Sans donner plus de détails sur le chiffre des enseignants recrutés à la Fonction publique, pendant qu’il est à la tête du Ministère de l’enseignement primaire et secondaire, Anatole Collinet Makosso a, plutôt, étalé les maux qui minent son département ministériel. Le déficit est de 20.000 enseignants, au total. Il compte sur le recensement physique en cours des agents de l’Etat, afin de dénicher quelques opportunités de recrutement. «Seuls 8000 enseignants occupent les salles de classe sur 31.000 attendus. Les autres ne sont que des vacataires et prestataires qui sont au nombre de 8500», a dit le ministre, qui a, aussi, décrié le manque de table-bancs, d’enseignants dans les disciplines scientifiques et le problème de sécurité dans les établissements, etc.
Très attendue sur le problème des ruptures des antirétroviraux, Mme Jacqueline Lydia Mikolo, ministre de la santé et de la population, a, simplement, déclaré: «C’est une réalité, nous n’allons pas dire le contraire», mais selon elle, cet état de chose n’est pas une fatalité. Entre-temps, les gens sont morts, à cause d’un certain nombre de pratiques déviantes des décideurs et cadres de ce Ministère. Sans évoquer les raisons de la rupture des stocks d’A.r.v qui, selon elle, sont connues, Jacqueline Lydia Mikolo a plutôt annoncé une série de mesures prises pour rendre disponibles les antirétroviraux. «Nous avons engagé des contacts avec les fournisseurs, pour regarder les modalités d’apurement de la dette antérieure et envisager les possibilités d’acquisition des A.r.v auprès des fabricants, directement, en lieu et place des intermédiaires», a signifié la ministre de la santé. Celle-ci a laissé entendre que la contrainte majeure de ces acquisitions réside dans le financement, soit 2 milliards 651 millions de francs Cfa par an, pour prendre en charge près de 30.000 personnes vivant avec le V.i.h, sans compter l’argent des réactifs, le bilan biologique et les automates.
Pour neutraliser les réseaux maffieux des ventes illicites d’A.r.v, la patronne de la santé a annoncé l’interdiction des spécifications sur les boîtes d’antirétroviraux qui seront, désormais, livrées au Congo. «Il s’agit d’un estampillage fait d’un drapeau congolais, avec les mentions République du Congo, Ministère de la santé et de la population, interdiction à la vente, sous peine de poursuites judiciaires», a-t-elle expliqué, tout en affirmant sa volonté de rendre transparente l’acquisition des A.r.v par la publication des appels d’offres.

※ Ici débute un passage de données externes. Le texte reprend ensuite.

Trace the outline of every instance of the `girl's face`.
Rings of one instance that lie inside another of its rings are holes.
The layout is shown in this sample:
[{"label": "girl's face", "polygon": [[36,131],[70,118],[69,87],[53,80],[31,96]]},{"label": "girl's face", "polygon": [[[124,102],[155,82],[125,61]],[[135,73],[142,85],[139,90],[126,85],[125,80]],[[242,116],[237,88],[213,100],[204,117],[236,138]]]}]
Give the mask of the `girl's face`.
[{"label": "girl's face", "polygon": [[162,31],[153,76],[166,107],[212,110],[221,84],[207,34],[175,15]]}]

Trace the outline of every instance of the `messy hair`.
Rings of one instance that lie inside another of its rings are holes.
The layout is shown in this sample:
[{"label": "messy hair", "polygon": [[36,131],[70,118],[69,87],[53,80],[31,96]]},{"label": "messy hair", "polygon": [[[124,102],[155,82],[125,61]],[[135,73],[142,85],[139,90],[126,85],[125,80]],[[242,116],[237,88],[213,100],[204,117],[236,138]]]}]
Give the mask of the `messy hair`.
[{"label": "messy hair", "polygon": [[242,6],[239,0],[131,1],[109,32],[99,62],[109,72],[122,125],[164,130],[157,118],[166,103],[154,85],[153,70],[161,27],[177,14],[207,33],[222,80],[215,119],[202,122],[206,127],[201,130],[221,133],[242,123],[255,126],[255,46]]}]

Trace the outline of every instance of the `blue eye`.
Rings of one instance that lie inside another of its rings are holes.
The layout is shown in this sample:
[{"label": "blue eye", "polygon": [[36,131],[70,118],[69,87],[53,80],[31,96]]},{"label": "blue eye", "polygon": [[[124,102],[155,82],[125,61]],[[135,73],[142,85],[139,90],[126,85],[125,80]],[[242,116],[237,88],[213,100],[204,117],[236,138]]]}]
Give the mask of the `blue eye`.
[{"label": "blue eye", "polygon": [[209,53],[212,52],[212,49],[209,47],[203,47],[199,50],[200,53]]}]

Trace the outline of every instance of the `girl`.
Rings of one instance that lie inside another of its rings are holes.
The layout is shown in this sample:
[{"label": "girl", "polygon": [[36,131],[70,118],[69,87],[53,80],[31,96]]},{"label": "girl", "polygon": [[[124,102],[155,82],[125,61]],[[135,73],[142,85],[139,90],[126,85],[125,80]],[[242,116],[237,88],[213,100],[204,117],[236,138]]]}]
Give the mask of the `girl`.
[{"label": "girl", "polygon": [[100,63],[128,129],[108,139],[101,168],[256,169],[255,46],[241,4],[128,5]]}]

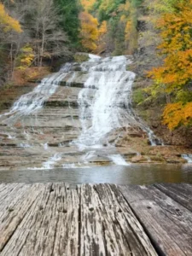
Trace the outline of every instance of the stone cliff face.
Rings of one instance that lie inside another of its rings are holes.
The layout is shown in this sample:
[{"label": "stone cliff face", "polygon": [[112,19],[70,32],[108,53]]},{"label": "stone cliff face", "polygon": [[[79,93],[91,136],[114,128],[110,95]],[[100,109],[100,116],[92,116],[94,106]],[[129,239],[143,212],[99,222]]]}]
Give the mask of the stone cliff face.
[{"label": "stone cliff face", "polygon": [[125,71],[127,61],[131,67],[125,56],[67,63],[38,86],[18,88],[24,95],[14,104],[18,92],[9,94],[0,169],[184,162],[186,148],[150,145],[158,140],[131,109],[135,74]]}]

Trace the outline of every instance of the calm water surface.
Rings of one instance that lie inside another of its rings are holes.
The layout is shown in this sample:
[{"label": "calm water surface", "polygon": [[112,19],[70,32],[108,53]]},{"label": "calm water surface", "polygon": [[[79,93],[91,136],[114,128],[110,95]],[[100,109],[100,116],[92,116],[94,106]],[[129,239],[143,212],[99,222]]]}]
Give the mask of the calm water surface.
[{"label": "calm water surface", "polygon": [[1,171],[0,183],[149,184],[154,183],[192,183],[192,165],[131,165],[84,169]]}]

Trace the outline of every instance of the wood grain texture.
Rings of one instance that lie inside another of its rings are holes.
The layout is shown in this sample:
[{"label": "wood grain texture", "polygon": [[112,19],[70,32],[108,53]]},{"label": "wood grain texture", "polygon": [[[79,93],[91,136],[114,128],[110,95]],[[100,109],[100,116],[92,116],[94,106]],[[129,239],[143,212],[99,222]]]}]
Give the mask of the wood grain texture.
[{"label": "wood grain texture", "polygon": [[0,184],[0,256],[192,255],[192,186]]},{"label": "wood grain texture", "polygon": [[191,212],[154,186],[119,189],[163,255],[192,255]]}]

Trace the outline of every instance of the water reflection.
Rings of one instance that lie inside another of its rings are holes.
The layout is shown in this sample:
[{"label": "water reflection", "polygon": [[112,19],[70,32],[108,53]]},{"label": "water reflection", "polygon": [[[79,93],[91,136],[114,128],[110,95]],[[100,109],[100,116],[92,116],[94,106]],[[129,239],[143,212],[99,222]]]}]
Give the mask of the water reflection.
[{"label": "water reflection", "polygon": [[154,183],[192,183],[192,165],[131,165],[84,169],[1,171],[1,183],[149,184]]}]

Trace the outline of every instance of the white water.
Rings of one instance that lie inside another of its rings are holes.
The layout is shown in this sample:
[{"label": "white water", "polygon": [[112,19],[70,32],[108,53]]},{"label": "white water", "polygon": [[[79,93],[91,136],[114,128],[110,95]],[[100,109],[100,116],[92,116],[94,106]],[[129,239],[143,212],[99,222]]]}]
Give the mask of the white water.
[{"label": "white water", "polygon": [[27,116],[31,113],[37,113],[44,107],[44,103],[56,90],[60,82],[65,78],[67,73],[57,73],[42,80],[32,92],[23,95],[16,101],[10,111],[0,117],[7,117],[6,124],[13,124],[19,118]]},{"label": "white water", "polygon": [[127,163],[125,159],[120,154],[111,154],[108,155],[108,158],[113,160],[113,162],[117,166],[130,166],[130,163]]},{"label": "white water", "polygon": [[[78,164],[62,163],[61,166],[63,168],[80,167],[89,165],[92,159],[97,157],[108,158],[115,165],[128,166],[130,164],[116,152],[115,147],[106,142],[111,131],[121,127],[140,127],[148,134],[152,145],[156,145],[157,141],[153,131],[134,114],[131,108],[131,90],[136,75],[132,72],[126,71],[127,65],[131,63],[131,57],[102,59],[90,55],[90,58],[89,61],[81,65],[86,79],[84,88],[79,94],[79,112],[82,130],[79,129],[80,135],[73,143],[73,146],[78,145],[77,153],[84,151],[84,154],[78,160]],[[0,116],[3,122],[11,126],[19,119],[22,120],[30,114],[35,114],[38,120],[37,113],[44,108],[44,102],[56,92],[61,81],[70,74],[66,83],[67,86],[71,86],[73,81],[77,82],[79,73],[73,72],[73,63],[67,63],[59,73],[43,79],[32,92],[16,101],[9,113]],[[26,143],[20,143],[19,146],[24,148],[33,148],[31,141],[33,140],[33,134],[36,134],[36,131],[33,127],[32,133],[27,133],[24,129],[23,136]],[[44,136],[44,131],[40,128],[38,133]],[[41,167],[29,169],[50,170],[61,160],[65,160],[65,158],[62,159],[63,154],[58,153],[58,149],[54,151],[49,147],[47,138],[45,139],[45,142],[40,143],[40,150],[44,148],[44,155],[46,157],[49,155],[48,160],[43,162]],[[37,143],[37,141],[35,143]],[[60,152],[62,152],[65,149],[65,143],[58,143],[58,145]],[[39,151],[39,154],[42,153]],[[67,161],[70,161],[70,158]]]},{"label": "white water", "polygon": [[189,164],[192,164],[192,154],[182,154],[182,158],[186,160]]},{"label": "white water", "polygon": [[126,71],[131,58],[101,59],[91,55],[90,57],[89,61],[82,64],[82,69],[89,73],[84,89],[79,95],[83,131],[75,143],[80,148],[99,148],[111,131],[137,126],[148,134],[151,144],[156,145],[153,131],[137,119],[131,109],[131,89],[136,75]]}]

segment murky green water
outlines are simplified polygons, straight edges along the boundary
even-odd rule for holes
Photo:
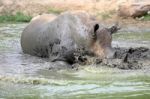
[[[133,71],[87,66],[78,71],[48,70],[53,63],[21,51],[20,35],[26,25],[0,24],[0,99],[150,98],[149,68]],[[116,34],[113,46],[149,47],[150,34],[139,35]],[[138,39],[130,39],[132,36]]]

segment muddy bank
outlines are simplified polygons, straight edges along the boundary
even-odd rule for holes
[[[96,67],[107,66],[119,69],[143,69],[150,65],[150,49],[145,47],[139,48],[115,48],[115,54],[112,59],[99,59],[92,53],[80,53],[76,57],[76,64],[72,68],[78,66],[91,65]]]

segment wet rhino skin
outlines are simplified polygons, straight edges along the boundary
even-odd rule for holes
[[[85,12],[65,12],[58,17],[40,15],[24,29],[21,47],[24,53],[71,64],[75,52],[81,49],[104,58],[113,53],[113,29],[100,29],[98,21]]]

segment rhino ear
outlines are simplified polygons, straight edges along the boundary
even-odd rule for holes
[[[94,25],[94,32],[92,32],[92,39],[96,40],[97,36],[96,36],[96,31],[99,29],[99,24],[95,24]]]
[[[111,34],[116,33],[118,30],[121,28],[118,27],[118,24],[115,24],[114,26],[110,27],[108,30],[110,31]]]
[[[94,25],[94,33],[99,29],[99,24]]]

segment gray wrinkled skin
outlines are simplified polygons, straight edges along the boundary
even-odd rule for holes
[[[96,27],[97,26],[97,27]],[[99,28],[85,12],[65,12],[58,17],[45,14],[32,19],[21,35],[24,53],[73,63],[77,50],[85,49],[103,57],[113,56],[114,28]],[[107,55],[109,54],[109,55]]]

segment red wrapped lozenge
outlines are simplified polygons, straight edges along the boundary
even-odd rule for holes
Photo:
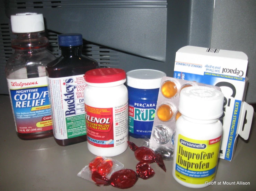
[[[94,158],[89,163],[89,168],[90,170],[92,172],[97,170],[97,167],[101,162],[104,160],[104,158],[102,157],[97,156]]]
[[[147,163],[141,161],[136,166],[138,177],[144,180],[152,177],[155,174],[154,170]]]
[[[112,160],[107,158],[98,166],[97,172],[102,176],[106,176],[112,171],[113,164]]]
[[[161,154],[158,154],[156,155],[153,151],[149,148],[145,147],[139,147],[132,142],[129,141],[127,142],[131,149],[134,151],[135,157],[138,160],[147,163],[156,162],[165,172],[166,172]]]
[[[138,180],[135,171],[124,169],[114,172],[110,178],[111,185],[118,188],[129,188],[132,187]]]
[[[139,161],[143,161],[147,163],[153,163],[156,162],[156,155],[151,149],[141,147],[134,152],[135,157]]]
[[[111,184],[116,188],[124,189],[133,186],[138,180],[138,177],[134,170],[124,169],[114,172],[109,180],[95,171],[92,173],[91,179],[98,185]]]

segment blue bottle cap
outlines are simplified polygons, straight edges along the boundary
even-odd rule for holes
[[[76,47],[83,44],[83,37],[79,33],[60,34],[58,37],[60,47]]]

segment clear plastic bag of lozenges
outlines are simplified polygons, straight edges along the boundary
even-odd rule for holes
[[[124,168],[119,161],[111,158],[97,156],[77,174],[79,177],[95,183],[91,179],[92,173],[96,171],[103,177],[109,179],[111,175]]]
[[[180,91],[187,87],[195,86],[209,87],[221,91],[219,87],[195,81],[170,77],[162,78],[150,142],[148,143],[155,152],[157,150],[157,152],[167,153],[166,148],[173,151],[176,121],[182,115],[178,110]],[[164,156],[162,155],[162,157],[166,160],[164,159]]]

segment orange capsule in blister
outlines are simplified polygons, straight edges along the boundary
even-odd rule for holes
[[[96,157],[89,163],[89,169],[92,172],[97,170],[97,167],[103,161],[104,158],[102,157]]]
[[[192,86],[192,85],[191,85],[191,84],[186,84],[181,88],[180,90],[182,90],[183,88],[186,88],[187,87],[189,87],[190,86]]]
[[[106,176],[111,172],[113,164],[111,159],[105,159],[97,167],[97,172],[102,176]]]
[[[164,104],[158,108],[157,115],[161,121],[167,121],[170,120],[173,116],[173,110],[168,105]]]
[[[177,87],[174,82],[167,81],[162,85],[161,90],[164,96],[170,98],[175,96],[177,92]]]
[[[180,113],[180,112],[179,111],[178,111],[177,112],[177,113],[176,113],[176,121],[181,116],[181,113]]]

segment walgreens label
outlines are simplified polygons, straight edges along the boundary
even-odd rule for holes
[[[7,80],[16,131],[28,133],[52,129],[46,77]]]

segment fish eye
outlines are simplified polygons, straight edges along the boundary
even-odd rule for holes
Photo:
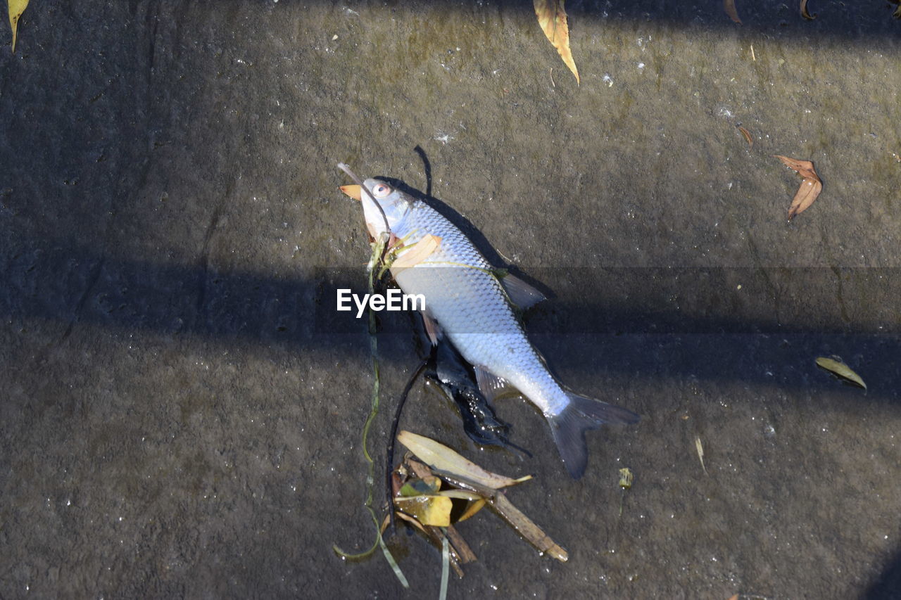
[[[377,198],[384,198],[391,193],[391,186],[384,183],[377,183],[372,187],[372,195]]]

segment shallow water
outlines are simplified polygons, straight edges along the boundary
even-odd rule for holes
[[[509,497],[570,556],[479,514],[450,597],[892,597],[894,5],[569,3],[577,86],[528,3],[32,4],[0,52],[0,595],[403,594],[331,551],[371,540],[369,342],[329,320],[368,256],[342,160],[551,291],[527,329],[561,380],[642,415],[574,482],[524,403],[497,410],[532,460],[415,388],[403,426],[535,475]],[[773,154],[824,182],[787,224]],[[423,351],[384,324],[379,468]],[[391,546],[436,595],[440,553]]]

Dans les répliques, le député Honoré Sayi est revenu sur le sujet des A.r.v, notamment les conteneurs de médicaments brûlés ou jetés à l’eau, au Port autonome de Pointe-Noire, faute de dédouanement et des conteneurs de médicaments trouvés à Brazzaville chez certains dirigeants sanitaires ou responsables de la santé publique, pendant que les malades meurent. De même que sur les conteneurs de tables-bancs scolaires commandées à l’étranger et égarés au port, pendant que les élèves s’assoient à même le sol, dans les salles de classe. «Le gouvernement, malgré lui, dit certaines choses, c’est une réalité affligeante», a-t-il dit.
Pascal Tsaty-Mabiala a proposé l’élaboration d’une loi de programmation scolaire sur cinq ans, qui prendrait en compte tous les problèmes qui gèrent notre école pour la remettre au niveau où elle était il y a quelques années. Il a proposé aussi la mise en place d’un pacte national, pour codifier le vivre-ensemble qui «doit avoir une interaction avec la Nation». Le député Pascal Léyinda a rappelé, pour sa part, les propos du ministre d’Etat Gilbert Ondongo qui disait, à l’hémicycle, que le pays était en surliquidité. «La chute du prix du baril de pétrole ne doit pas être un prétexte», a-t-il lancé.
Reprenant la parole, le Premier ministre a balayé l’ensemble des questions et a remercié les députés pour leurs questions. Le président de l’assemblée nationale a clôturé la séance, après avoir fait la synthèse des débats.